While composing material for his 2011 EP Capricorn Rising, the New Jersey-based co-founder of Italians Do It Better remixed tracks by the Los Angeles indie duo Silver Hands, whose singer was Elizabeth Wight. Impressed by the breadth of her voice, Simonetti began corresponding with her, and the exchange soon led to joint recordings. The name Pale Blue references Carl Sagan’s description of the 1990 Voyager 1 image of Earth. They completed their first album in late 2014, with Wight adding vocals from afar and Simonetti tailoring the arrangements around them. Around the same period he departed Italians Do It Better, and The Past We Leave Behind appeared in April 2015 on 2MR (“Two Mikes Records”), the dance label operated by Simonetti, Captured Tracks’ Mike Sniper, and Adam Gerrard. Lower Dens’ Jana Hunter contributed to the set, which earned praise for its fluid textures and heartfelt songwriting. The following February the duo released a cover of Big Star’s “Thirteen,” and April 2016 brought the One Last Thing EP on 2MR, containing reworkings of its title track and the earlier song “Distance to the Waves.”
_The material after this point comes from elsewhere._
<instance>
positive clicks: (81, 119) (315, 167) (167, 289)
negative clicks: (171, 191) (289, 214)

Throughout the late 2010s and early 2020s Simonetti balanced his solo and DJ work with Pale Blue’s releases. Me Me Me issued “Have You Passed Through the Night” in April 2017, a track that drew from early electro and the film The Thin Red Line and later received a Pional remix. The duo then moved to Damian Lazarus’s tech-house imprint Crosstown Rebels for the February 2018 EP You Stopped Dying, which foregrounded the influence of My Bloody Valentine and Slowdive while retaining its techno foundation. Late that year they contributed a cover of Low’s “Just Like Christmas” to a holiday benefit compilation. An extended edition of “Have You Passed Through the Night” arrived in November 2019, adding two previously unreleased pieces, one of them based on Lord Byron’s poem “She Walks in Beauty.” Pale Blue turned more confessional on the March 2020 Breathe EP, whose raw acid-house tracks reflected Wight’s experience with domestic abuse and her volunteer work at a crisis helpline; Olive T and Lauren Flax supplied remixes. That December the eleven-minute “Silver Tears” captured the anguish of the COVID-19 pandemic and the loss of Simonetti’s father. After postponing their second album until the health crisis eased, they released Maria in May 2023 on Crosstown Rebels. The record was made with the same synths featured on Jaydee’s 1993 hit “Plastic Dreams” and explored love’s extremes by fusing pop song forms with techno drive.